Borussia Mönchengladbach gewann 1970, 1971 und 1975 unter Hennes Weisweiler die Deutsche Meisterschaft, 1973 den DFB- und 1975 den UEFA-Pokal. Unter Udo Lattek, der Weisweiler im Sommer 1975 ablöste, kamen 1976 und 1977 noch zwei weitere Meisterschaften sowie der zweite Gewinn des UEFA-Cups 1977 hinzu. Die siebziger Jahre waren geprägt von dem Zweikampf zwischen den Bayern aus München und den Gladbacher »Fohlen«. Von zehn möglichen Meistertiteln holte die Borussia deren fünf, die Bayern drei. Die Wochenzeitung »Die Zeit« schrieb damals: »Borussia stand für Frische, für Elan, Mut und Lebensfreude. Dagegen spielten die Münchner konservativ und verkörperten den Konservativismus, inklusive des Miefs und der Bräsigkeit der fünfziger, sechziger Jahre.« Das halte ich dann doch für reichlich überzogen, aber zweifelsfrei hat Mönchengladbach damals den attraktiveren Fußball geboten, was sogar Uli Hoeneß später einmal freimütig zugeben musste. Aber Hoeneß wäre nicht Hoeneß, wenn er nicht auch gesagt hätte: Die erfolgreichere Mannschaft war der FC Bayern. Die Münchner gewannen von 1974 bis 1976 dreimal in Folge den Europapokal der Landesmeister. »International waren die Bayern abgeklärter und hatten dadurch auch mehr Erfolg. Unser Spiel war da manchmal zu euphorisch«, musste Gladbachs Stürmer Herbert Laumen rückblickend eingestehen.

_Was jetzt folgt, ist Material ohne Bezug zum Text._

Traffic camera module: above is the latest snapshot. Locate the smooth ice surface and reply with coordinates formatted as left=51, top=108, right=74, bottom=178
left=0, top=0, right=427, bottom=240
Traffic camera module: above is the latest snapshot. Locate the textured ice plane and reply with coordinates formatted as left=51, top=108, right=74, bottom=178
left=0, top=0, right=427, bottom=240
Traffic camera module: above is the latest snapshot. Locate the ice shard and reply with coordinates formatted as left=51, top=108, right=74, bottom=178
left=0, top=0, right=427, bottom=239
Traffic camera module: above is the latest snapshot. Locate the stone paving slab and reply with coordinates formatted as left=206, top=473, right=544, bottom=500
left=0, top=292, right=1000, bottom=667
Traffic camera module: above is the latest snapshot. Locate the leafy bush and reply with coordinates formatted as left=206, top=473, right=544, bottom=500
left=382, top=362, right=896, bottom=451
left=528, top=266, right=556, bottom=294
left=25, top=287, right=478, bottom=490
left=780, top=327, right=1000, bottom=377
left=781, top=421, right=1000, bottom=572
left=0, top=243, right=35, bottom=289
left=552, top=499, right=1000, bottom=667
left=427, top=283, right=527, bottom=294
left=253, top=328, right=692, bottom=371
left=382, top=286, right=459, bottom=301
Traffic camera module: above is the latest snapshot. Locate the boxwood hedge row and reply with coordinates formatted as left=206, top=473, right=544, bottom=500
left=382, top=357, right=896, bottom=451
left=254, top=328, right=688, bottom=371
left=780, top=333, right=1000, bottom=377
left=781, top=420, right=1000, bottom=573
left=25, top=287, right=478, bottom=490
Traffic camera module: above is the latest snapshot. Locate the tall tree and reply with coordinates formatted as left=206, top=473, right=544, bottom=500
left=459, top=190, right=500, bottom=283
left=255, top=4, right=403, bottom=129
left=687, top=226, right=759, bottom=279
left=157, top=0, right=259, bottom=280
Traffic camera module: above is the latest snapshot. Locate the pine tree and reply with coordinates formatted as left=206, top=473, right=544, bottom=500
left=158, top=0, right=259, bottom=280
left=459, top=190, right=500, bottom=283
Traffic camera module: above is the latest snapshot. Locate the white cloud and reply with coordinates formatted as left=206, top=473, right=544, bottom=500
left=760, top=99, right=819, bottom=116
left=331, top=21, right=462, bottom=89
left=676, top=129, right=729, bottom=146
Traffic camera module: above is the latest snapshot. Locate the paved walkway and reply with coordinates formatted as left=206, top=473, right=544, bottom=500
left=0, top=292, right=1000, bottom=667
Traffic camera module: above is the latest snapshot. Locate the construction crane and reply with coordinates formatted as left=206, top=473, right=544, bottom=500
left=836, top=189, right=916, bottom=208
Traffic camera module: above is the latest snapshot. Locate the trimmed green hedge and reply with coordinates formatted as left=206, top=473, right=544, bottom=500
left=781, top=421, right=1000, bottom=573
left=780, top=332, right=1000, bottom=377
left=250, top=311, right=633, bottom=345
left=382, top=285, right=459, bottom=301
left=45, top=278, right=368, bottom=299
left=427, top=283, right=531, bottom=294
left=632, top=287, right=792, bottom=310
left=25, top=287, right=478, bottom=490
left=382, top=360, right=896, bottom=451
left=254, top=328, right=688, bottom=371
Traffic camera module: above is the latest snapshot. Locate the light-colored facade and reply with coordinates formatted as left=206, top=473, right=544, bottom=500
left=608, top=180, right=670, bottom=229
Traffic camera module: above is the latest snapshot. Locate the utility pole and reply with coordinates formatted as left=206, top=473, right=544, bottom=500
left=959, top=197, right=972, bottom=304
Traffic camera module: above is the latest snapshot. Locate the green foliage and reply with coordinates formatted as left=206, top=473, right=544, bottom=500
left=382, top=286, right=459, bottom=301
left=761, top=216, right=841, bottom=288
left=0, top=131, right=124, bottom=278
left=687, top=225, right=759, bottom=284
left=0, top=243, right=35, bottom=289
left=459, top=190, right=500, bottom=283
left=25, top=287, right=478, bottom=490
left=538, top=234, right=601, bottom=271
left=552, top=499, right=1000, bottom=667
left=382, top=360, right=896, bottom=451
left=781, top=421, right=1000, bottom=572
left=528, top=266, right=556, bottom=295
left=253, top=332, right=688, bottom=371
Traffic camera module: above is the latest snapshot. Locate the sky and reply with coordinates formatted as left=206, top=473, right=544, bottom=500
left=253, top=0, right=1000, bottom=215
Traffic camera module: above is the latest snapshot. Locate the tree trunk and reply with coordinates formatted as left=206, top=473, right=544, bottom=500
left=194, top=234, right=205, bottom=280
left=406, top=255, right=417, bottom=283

Weisweilers goldenes Händchen
Diese Euphorie hatte Trainer Hennes Weisweiler am legendären Bökelberg entfacht. Er brachte die »Fohlen« dazu, die Bundesliga sozusagen im gestreckten Galopp zu erobern. Als er die bis dahin nur mäßig erfolgreiche Borussia auf Empfehlung von Bundestrainer Sepp Herberger zur Saison 1964/65 übernahm, hatte zwar schon sein Vorgänger Fritz Langner Talente aus der Region in den Profikader eingebaut. Der große Unterschied war jedoch, dass Langner mit seinem Kasernenhofton die Youngster nicht erreichte. Manager Helmut Grashoff sagte anlässlich der Verpflichtung Weisweilers: »Es war an der Zeit, Langner gegen etwas Geniales einzutauschen – gegen einen Trainer, der die volle Entfaltung der hoffnungsvollen Ansätze bewirken könnte.« Weisweiler konnte das – Helmut Schön sagte einmal über seinen Trainerkollegen: »Hinter der bärbeißigen Schale steckte ein weicher Kern!« –, wenngleich es ein paar Jahre dauerte, bis er seine Ansammlung von »Bubis« zu einer absoluten Spitzenmannschaft geformt hatte.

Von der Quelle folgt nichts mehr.